Similarly, the prohibition against the pickup or delivery of someone’s ballot disadvantages Native American voters.

On Indian reservations, post offices and mailboxes are notoriously rare. Residents are often dependent on their tribal networks — not the people permitted by the statute — to pick up or deliver their mail and their ballots to distant postal services or polling places. Justice Elena Kagan’s dissent ably painted the picture:

Most Arizonans vote by mail. But many rural Native American voters lack access to mail service, to a degree hard for most of us to fathom. Only 18% of Native voters in rural counties receive home mail delivery, compared to 86% of white voters living in those counties. And for many or most, there is no nearby post office. Native Americans in rural Arizona ‘often must travel 45 minutes to 2 hours just to get to a mailbox.’ (‘Ready access to reliable and secure mail service is nonexistent’ in some Native American communities). And between a quarter to a half of households in these Native communities do not have a car. So getting ballots by mail and sending them back poses a serious challenge for Arizona’s rural Native Americans.

 Section 2’s language is clear. It provides that “[a] violation…is established if, based on the totality of circumstances, it is shown that the political processes...are not equally open to participation by members of a class of citizens protected by [the statute].” Section 2 is designed to prevent States from imposing obstacles that create “less opportunity” to vote based on “race or color.”

 In the Court’s interpretation of this section, Justice Alito created and relied on five factors that cannot be found in the language of the statute. Rather, the Court invented these factors out of whole cloth—or, as Justice Kagan observed, Justice Alito was in a “law-free zone.”

For example, the language of Section 2 does not contemplate that discrimination by race should be ignored just because the available methods (such as early voting or voting by mail) or the number of voters have increased since the VRA or its amendments became effective. Further, Section 2 prohibits any disparate impact based on race, but the Court seems to require a large one.

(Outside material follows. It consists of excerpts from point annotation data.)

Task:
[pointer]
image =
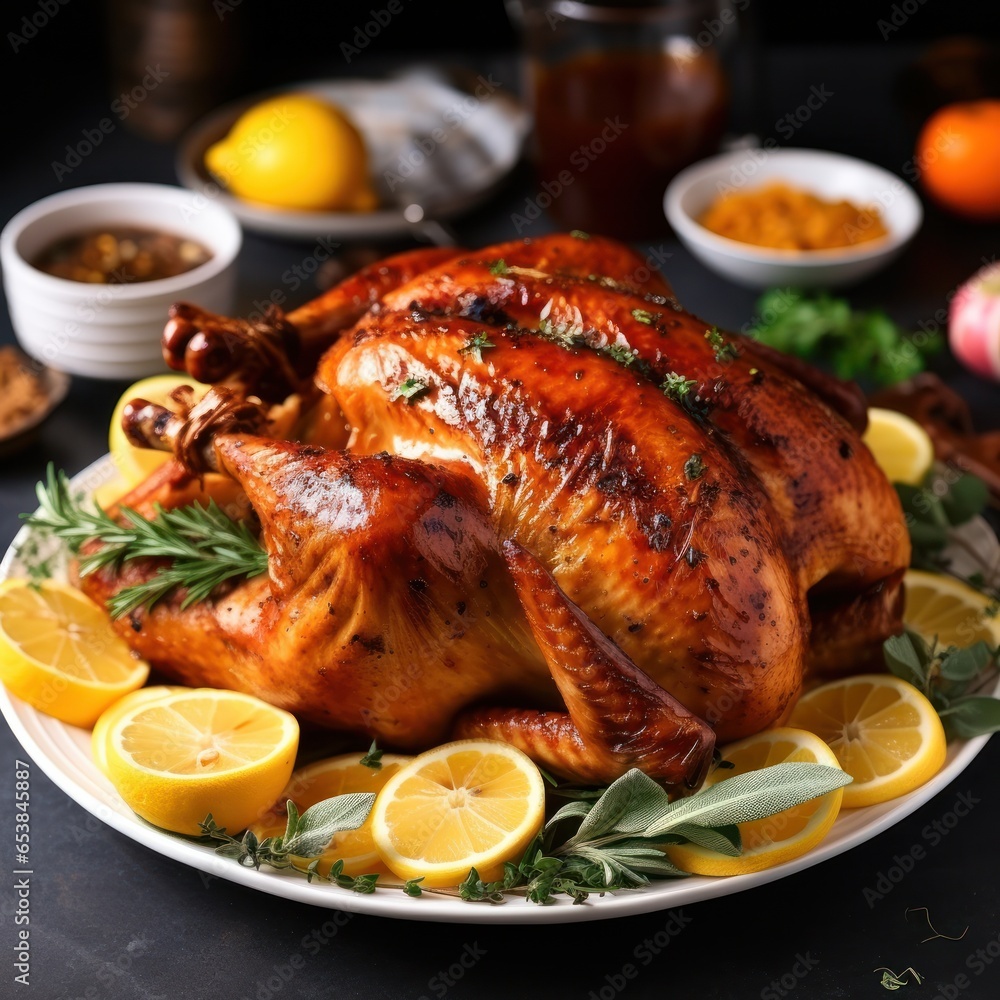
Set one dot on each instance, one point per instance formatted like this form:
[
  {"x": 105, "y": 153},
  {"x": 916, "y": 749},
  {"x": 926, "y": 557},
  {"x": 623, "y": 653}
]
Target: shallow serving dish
[
  {"x": 825, "y": 174},
  {"x": 112, "y": 331}
]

Harvard Law Professor Nicholas Stephanopoulos pointed out:

“The modern conservative justices brag about how textualist they are; they brag that they start with the text and end with the text in interpreting it. But the Court's opinion here is largely non-textual. The court makes up this sequence of five factors that lower courts should use in the future to decide cases about voting restrictions, and none of the factors are anywhere in the text of the statute. They're basically plucked out of thin air."

These changes to voting laws in Arizona cannot be dismissed as matters of “mere inconvenience,” which the Court stated would not constitute a violation. For the people affected by them, they may mean the difference between having the opportunity to vote and being unable to do so. And the people affected by them are disproportionately people of color.

 This is exactly what the Voting Rights Act, including Section 2 (and the late, lamented Section 5), were designed to combat. With the Supreme Court’s majority so willfully casual about its responsibility to read the law and adjudicate according to its dictates, there is nothing left but to change the law and make its dictates absolutely clear and inescapable.